Swimming: 'Frog King' hasn't spawned new generation

Former Olympic champion Kosuke Kitajima has urged Japan's young swimmers to step up after a collective flop at the national championships left him wondering if he needs to postpone his retirement. -- ST FILE PHOTO: ALBERT SIM
Former Olympic champion Kosuke Kitajima has urged Japan's young swimmers to step up after a collective flop at the national championships left him wondering if he needs to postpone his retirement. -- ST FILE PHOTO: ALBERT SIM

TOKYO (AFP) - Former Olympic champion Kosuke Kitajima has urged Japan's young swimmers to step up after a collective flop at the national championships left him wondering if he needs to postpone his retirement.

The "Frog King" won double breaststroke gold at both the 2004 and 2008 Olympics but at 31, and expecting his first child with his pop star wife, he is getting ever closer to hanging up his goggles.

However, he may have to remain in competition for a while yet after nobody went inside Japan's 100m and 200m breaststroke selection times for this year's Pan Pacific Championships and Asian Games.

The results left two berths in each distance for the Pan Pacifics, in Australia in August, and the Asian Games in South Korea in September, to be chosen at the Japan Open in June. "I really wanted them to decide the berths here," Kitajima said of his younger rivals at last week's meet in Tokyo.

"Now I may have no choice but to consider competing in June and it will be very tough.

"I will take a long, hard look because I need to motivate myself to feel like going to the Pan-Pacs or the Asian Games."

Kitajima underwent just one month of intensive training for the national championships and he placed seventh in an unsuccessful 100m title defence, and failed to make the 200m final.
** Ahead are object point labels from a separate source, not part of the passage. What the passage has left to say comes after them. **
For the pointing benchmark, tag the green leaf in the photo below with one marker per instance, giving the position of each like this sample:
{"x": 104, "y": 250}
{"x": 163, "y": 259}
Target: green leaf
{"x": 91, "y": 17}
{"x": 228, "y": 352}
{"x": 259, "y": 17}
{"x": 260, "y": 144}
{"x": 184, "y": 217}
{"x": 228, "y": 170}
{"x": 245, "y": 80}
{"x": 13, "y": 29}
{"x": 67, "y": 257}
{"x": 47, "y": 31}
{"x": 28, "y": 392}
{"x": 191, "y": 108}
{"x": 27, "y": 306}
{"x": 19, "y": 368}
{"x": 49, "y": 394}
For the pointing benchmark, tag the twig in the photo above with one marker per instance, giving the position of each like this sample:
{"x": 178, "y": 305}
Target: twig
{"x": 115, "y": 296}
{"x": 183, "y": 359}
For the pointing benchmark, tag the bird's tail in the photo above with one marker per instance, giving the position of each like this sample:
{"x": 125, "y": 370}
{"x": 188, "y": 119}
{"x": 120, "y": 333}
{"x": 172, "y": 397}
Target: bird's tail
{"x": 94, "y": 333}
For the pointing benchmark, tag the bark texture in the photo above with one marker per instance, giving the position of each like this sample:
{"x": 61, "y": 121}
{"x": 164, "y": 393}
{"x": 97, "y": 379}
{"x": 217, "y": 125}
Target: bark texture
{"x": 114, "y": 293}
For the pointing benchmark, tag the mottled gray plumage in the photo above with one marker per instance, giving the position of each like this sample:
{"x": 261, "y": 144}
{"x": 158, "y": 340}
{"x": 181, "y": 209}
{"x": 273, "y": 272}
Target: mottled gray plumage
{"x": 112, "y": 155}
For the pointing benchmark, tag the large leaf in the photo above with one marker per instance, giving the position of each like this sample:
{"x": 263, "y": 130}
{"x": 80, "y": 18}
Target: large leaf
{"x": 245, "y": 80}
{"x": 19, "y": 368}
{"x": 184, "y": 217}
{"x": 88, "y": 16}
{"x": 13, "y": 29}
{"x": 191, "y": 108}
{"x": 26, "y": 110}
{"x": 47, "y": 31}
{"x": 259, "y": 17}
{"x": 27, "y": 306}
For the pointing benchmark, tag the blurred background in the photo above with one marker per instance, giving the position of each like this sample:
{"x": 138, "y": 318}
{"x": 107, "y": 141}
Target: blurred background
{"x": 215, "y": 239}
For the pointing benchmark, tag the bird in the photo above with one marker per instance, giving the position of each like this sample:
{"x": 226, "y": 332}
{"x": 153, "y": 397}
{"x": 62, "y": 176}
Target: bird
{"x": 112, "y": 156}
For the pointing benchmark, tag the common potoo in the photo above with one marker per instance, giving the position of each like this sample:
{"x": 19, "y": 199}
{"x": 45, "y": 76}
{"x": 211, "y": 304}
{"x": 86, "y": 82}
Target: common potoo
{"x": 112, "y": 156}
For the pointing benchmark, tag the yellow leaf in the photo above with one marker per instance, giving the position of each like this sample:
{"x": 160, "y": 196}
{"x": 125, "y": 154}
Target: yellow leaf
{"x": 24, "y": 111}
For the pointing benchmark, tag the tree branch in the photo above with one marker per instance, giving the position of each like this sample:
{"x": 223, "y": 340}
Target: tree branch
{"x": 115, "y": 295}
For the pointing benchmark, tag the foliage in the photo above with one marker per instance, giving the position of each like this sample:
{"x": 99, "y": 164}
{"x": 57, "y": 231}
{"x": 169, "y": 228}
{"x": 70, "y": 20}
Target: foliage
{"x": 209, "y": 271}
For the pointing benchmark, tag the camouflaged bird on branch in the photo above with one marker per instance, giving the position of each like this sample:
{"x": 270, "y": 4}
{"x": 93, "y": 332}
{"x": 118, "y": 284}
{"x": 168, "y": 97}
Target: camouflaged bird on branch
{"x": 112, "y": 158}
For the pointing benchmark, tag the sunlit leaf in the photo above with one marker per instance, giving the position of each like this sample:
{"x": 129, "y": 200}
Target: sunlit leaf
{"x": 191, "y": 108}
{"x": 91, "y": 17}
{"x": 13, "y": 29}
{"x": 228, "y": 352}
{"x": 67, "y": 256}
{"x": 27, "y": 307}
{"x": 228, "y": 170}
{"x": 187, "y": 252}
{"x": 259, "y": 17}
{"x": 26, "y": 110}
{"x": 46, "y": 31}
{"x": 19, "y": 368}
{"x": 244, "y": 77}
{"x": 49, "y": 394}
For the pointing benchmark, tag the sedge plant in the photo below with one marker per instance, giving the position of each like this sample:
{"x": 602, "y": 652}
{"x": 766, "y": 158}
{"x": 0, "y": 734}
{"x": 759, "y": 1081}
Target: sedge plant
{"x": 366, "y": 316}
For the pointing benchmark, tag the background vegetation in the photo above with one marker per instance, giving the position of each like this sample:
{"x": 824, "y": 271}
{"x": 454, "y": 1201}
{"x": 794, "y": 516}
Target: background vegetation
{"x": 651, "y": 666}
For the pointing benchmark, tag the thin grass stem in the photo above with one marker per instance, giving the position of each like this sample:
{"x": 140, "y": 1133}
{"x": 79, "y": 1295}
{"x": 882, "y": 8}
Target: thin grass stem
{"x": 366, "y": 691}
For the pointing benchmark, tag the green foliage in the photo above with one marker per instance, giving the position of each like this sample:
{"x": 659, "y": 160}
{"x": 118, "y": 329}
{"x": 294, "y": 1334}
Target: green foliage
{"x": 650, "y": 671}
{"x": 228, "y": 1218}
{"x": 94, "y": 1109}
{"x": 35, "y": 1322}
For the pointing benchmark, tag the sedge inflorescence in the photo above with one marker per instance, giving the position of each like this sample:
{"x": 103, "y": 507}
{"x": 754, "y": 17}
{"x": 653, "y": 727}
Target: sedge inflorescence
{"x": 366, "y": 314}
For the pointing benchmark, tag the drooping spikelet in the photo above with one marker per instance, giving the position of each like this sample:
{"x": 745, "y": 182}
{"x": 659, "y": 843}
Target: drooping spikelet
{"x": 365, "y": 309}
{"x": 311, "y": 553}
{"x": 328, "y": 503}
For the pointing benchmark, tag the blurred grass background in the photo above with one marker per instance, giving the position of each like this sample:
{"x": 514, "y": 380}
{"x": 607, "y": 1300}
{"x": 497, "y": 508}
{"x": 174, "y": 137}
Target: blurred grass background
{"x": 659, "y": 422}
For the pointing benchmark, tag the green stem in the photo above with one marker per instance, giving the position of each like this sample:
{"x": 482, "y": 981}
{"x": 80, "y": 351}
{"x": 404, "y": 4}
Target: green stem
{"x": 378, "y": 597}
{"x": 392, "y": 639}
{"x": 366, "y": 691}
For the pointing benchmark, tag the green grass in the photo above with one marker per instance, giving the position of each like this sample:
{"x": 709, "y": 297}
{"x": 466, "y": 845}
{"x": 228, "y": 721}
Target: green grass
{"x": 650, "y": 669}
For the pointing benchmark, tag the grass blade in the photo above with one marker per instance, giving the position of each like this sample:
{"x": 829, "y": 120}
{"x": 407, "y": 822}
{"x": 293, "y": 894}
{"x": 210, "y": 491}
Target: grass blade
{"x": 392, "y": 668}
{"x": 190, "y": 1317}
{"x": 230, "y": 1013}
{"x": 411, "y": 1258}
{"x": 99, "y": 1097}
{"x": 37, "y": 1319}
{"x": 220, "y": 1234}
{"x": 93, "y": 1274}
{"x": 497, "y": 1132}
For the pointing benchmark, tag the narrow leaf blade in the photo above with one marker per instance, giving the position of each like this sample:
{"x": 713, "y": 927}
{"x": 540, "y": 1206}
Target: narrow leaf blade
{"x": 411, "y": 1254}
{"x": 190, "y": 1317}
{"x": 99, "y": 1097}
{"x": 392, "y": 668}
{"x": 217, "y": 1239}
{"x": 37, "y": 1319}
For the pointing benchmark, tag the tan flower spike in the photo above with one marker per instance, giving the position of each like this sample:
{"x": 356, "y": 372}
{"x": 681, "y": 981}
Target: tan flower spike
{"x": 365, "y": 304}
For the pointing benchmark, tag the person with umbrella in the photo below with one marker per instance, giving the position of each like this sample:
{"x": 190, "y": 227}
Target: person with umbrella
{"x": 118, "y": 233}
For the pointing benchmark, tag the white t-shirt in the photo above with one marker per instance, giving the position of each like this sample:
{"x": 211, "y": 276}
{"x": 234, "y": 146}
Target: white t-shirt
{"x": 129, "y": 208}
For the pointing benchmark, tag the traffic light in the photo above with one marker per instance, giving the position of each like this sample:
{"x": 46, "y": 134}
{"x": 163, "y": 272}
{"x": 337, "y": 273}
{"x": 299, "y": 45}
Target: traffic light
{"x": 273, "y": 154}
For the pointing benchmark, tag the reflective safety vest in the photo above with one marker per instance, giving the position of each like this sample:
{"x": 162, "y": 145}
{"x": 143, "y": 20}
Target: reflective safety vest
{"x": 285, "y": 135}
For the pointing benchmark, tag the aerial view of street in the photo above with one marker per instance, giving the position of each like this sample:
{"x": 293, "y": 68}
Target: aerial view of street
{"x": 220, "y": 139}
After the 100m, Kitajima told the younger swimmers to work harder because "I need a reason to retire."

Yasuhiro Koseki, 22, won in 1min 00.07sec, 0.03 short of the selection standard. Kitajima's time was 1:00.67.

"Koseki should time in 59 seconds at least. The world's level is rising. He will be left behind," warned Kitajima, whose 58.90sec at the 2012 nationals remains the Asian record.

Kitajima has three world gold medals, and his last individual international titles were in the 100m and 200m breaststroke at the 2010 Pan Pacifics in California.

He was also part of Japan's victorious 4x100m medley relay team at the 2010 Guangzhou Asian Games, the last of his seven titles at the regional competition.

At the last Olympics in London, Kitajima finished fifth in the 100m and fourth in the 200m but took home a silver as part of Japan's 4x100m medley relay team.

A month after Kitajima's London failure, Akihiro Yamaguchi, then 18, set a new 200m world record of 2:07.01 at a domestic meet. But he finished fourth in 2:10.33 on Sunday.

The new generation's failure to emerge keeps the onus on Kitajima to remain as the leader Japan's challenge, even as he tries to step away from the sport. And the veteran campaigner said he scarcely felt ready to take on the heavy burden of training for international competition.

"Honestly, this is how I feel," he confessed.

But with his first child, a daughter, expected in May, Kitajima also feels a new responsibility. He married Chisa Maekawa, from J-pop trio Girl Next Door, last September and said he is motivated to show his child the virtues of hard work. "If I continue being a competitor, I must show my child a bit of my attitude to work hard," he said.